Etiquette for Artful Living
I GET NO KICK FROM CHAMPAGNE
Dear Babs, Recently I was invited to a private art preview and cocktail party, co-hosted by a prestigious Los Angeles gallery and art museum. The event was in the desert, so most likely attendees would be traveling at least two hours from Los Angeles. I was not entirely sure what to wear, but since it was in the desert, I opted for something a little casual and fairly sensible foot attire. When we arrived, the “cocktail” being served was a mediocre room-temp white wine, with a withering fruit plate which looked like it was purchased from a local grocery store chain. I was appalled at the unwelcoming reception, especially considering the guests who took the time to make the trip. What is your take on this example of art-world etiquette? Is it a cocktail party when there are actually no cocktails?
—Anonymous, Los Angeles
Dear Anonymous, Shocking! Are you telling me the art world might be uncouth? After coming to when nearby friends administered smelling salts, I managed to get myself to my Websters dictionary: “Cocktail: an alcoholic drink consisting of a spirit or several spirits mixed with other ingredients, such as fruit juice, lemonade, or cream.”

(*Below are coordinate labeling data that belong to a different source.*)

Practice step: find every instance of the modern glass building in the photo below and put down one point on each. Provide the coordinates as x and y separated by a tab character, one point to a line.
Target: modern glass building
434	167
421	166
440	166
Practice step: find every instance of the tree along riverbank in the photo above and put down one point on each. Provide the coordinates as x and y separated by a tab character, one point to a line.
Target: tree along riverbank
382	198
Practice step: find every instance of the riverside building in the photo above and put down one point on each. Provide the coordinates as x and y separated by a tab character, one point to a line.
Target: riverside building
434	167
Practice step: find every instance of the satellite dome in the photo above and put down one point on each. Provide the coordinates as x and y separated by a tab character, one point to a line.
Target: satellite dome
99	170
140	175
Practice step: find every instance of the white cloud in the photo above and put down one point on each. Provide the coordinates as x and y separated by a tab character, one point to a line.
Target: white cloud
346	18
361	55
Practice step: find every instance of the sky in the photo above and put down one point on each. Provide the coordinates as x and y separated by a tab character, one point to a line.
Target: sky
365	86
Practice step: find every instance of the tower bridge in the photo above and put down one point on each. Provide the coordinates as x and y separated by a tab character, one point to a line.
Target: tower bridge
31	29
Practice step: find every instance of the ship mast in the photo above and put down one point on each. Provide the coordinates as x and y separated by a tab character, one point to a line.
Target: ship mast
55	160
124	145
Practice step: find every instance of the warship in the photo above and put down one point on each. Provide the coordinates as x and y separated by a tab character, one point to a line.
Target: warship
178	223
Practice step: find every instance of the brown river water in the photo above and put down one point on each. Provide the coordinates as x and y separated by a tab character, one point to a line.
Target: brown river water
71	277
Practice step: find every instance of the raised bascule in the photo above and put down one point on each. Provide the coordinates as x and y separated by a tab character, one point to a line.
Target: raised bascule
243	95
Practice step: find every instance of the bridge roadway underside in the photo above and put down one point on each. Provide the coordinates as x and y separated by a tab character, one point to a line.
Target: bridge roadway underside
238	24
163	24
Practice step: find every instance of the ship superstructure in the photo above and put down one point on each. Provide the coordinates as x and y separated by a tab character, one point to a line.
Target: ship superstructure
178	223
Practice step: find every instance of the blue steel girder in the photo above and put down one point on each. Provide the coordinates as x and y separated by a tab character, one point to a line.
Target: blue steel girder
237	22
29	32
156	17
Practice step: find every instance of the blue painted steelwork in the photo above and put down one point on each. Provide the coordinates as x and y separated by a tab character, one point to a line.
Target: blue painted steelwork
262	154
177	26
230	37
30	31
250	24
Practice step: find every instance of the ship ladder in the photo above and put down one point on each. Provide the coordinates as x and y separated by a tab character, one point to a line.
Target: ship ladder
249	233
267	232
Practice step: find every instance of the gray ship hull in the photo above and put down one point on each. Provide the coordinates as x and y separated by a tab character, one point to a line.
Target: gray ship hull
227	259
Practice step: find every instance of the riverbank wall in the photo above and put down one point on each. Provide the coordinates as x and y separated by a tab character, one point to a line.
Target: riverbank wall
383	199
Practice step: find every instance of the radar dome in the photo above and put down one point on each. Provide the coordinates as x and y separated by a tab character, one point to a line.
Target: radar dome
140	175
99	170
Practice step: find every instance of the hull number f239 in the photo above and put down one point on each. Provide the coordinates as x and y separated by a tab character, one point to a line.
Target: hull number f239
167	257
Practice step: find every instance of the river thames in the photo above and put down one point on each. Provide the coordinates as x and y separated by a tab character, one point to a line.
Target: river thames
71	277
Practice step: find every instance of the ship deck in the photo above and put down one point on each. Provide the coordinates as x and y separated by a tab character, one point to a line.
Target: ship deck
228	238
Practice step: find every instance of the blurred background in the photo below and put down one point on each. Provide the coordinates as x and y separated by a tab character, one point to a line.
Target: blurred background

But really, we all know that, don’t we? If I received the same invitation, especially from institutions as highbrow as an art museum or high-end art gallery, I would assume they were aware of what a cocktail was, and what a cocktail event might imply. As far as the meager treats served for the weary and parched, it would appear that the hosts either have no decorum, are simply cheap, or really just don’t care—sounds like all of the above.
I’ll take this opportunity to make a public announcement to the art world: a cocktail is neither wine nor beer; it is a mixed drink. And a cocktail party implies fancier food, maybe even passed hors d’oeuvres. I’ve noticed the art world likes to make up words, but let’s not start changing the meaning of them.